# Disque dur externe pour imac



## keshia71 (24 Juillet 2012)

Bonsoir  a tous,

J'ai un imac 21,5 sous  OS X Lion .Et je recherche un disque dur externe pour mettre toute ma musique et mes photos afin de soulager mon Disque Interne.
j'ai été sur le site d'apple et il y en a pas mal et je ne sais pas lequel prendre .

pouvez-vous s'il vous plait m'aider car je ne m'y connais pas du tout.

Merci pour votre aide je suis une débutante 

Bonne soirée a tous 
keshia


----------



## lepetitpiero (24 Juillet 2012)

Bonjour,

1) Tu n'es pas obligée de prendre un DD sur le site de Apple tu peux l'acheter sur Macway, amazon, fnac...

2) Tu as deux type de DD les DD de bureau 3,5" et les nomades 2,5"

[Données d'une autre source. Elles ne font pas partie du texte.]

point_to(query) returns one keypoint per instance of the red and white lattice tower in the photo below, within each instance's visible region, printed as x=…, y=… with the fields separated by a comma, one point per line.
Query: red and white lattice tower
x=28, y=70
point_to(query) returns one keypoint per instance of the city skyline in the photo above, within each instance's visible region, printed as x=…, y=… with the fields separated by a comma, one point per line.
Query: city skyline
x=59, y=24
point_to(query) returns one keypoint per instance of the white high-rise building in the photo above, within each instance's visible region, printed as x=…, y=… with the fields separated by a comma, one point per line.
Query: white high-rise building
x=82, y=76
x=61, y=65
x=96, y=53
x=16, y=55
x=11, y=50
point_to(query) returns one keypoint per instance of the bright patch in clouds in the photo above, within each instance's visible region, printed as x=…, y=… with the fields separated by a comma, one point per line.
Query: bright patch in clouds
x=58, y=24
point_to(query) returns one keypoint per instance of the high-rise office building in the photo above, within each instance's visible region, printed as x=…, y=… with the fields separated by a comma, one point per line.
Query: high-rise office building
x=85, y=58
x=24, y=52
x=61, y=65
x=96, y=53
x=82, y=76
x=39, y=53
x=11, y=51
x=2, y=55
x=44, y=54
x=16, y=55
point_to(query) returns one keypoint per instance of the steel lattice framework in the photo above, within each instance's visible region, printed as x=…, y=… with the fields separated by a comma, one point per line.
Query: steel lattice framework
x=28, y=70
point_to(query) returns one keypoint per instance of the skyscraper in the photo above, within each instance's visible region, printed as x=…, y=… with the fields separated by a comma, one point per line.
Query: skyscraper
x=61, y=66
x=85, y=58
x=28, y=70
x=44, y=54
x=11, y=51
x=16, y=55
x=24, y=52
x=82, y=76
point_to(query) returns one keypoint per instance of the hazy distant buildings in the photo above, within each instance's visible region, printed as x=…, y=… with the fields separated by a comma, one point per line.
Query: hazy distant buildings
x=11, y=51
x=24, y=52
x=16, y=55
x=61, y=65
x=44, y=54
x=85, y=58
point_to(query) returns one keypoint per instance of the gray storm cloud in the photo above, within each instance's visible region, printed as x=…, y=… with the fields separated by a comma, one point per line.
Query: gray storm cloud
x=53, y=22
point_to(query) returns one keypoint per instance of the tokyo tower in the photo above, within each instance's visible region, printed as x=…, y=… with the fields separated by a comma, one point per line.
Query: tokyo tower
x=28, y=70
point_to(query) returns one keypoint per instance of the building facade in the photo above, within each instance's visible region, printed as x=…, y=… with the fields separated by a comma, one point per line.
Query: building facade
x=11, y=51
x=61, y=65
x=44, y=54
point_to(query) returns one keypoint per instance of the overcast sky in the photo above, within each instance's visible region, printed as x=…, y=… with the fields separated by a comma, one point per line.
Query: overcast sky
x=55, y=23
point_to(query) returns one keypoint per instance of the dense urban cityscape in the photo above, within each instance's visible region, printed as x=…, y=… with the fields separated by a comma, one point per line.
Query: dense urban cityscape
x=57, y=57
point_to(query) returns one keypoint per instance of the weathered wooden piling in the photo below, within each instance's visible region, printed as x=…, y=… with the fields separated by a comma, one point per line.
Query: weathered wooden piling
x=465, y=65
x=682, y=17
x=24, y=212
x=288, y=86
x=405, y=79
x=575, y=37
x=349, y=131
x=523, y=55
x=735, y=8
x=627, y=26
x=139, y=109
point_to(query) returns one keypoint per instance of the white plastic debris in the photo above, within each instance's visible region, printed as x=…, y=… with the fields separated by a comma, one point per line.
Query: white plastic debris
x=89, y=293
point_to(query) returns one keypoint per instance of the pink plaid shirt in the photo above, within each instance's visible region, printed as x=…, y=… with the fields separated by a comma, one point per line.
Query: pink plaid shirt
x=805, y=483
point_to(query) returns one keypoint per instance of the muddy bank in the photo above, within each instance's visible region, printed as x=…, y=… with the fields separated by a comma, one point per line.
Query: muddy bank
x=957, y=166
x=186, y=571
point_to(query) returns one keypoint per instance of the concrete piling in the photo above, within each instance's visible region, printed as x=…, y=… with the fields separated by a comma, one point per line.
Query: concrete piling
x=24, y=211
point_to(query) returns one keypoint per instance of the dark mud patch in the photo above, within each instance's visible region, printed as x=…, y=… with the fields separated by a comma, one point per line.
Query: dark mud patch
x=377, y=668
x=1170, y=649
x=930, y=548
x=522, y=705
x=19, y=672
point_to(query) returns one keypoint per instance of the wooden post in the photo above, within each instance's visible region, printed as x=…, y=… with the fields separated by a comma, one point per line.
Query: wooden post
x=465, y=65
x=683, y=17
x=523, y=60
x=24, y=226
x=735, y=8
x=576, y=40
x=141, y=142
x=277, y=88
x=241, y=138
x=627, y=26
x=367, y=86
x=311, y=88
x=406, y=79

3) La capacité du DD... si pour stockage un DD de 1to peut commencer à être un bon choix

4) connectique: tu peux choisir entre de l'USB, du Firewire ou du Thunderbolt ( certains DD ne sont que usb, d'autres usb et firewire et d'autres ont les 3 connectiques.  Ce qu'il te faut savoir c'est que je t'ai classé les connectiques du plus lent au plus rapide

5) Ton budget...

Donc dis nous en plus... 

Remarque: Il serait bon aussi d'avoir un DD dédié à la sauvegarde


----------



## keshia71 (24 Juillet 2012)

Bonsoir lepetitpiero,

Merci pour ta première réponse j'ai un petit budget 200 euro
Mais Donc si je comprend bien il me faut acheter 2 disques durs ? Un pour les photos et un autre dédier a la sauvegarde ?

Bonne soirée
Keshia


----------



## lepetitpiero (24 Juillet 2012)

Oui...  En effet Imagine, tu mets toutes tes photos sur le DD externe 1...

Et un jour paf! le DD externe claque... adieu TOUTES tes photos  

Donc il faut toujours avoir une copie sauvegarde de ce que l'on à sur son ordinateur ou DD externe , avoir tout cela en double n'est point obligatoire c'est juste que le jour ou ça arrive on s'en mort les doigts

Donc:

1) tu achète un DD pour tes photos
2) Dans quelque temps tu achète un autre DD pour faire des sauvegardes ( du contenu de ton imac et du DD de tes photos )

Et oui l'informatique coûte cher.. mais certaines choses ( sentimentales ) peuvent valoir bien plus...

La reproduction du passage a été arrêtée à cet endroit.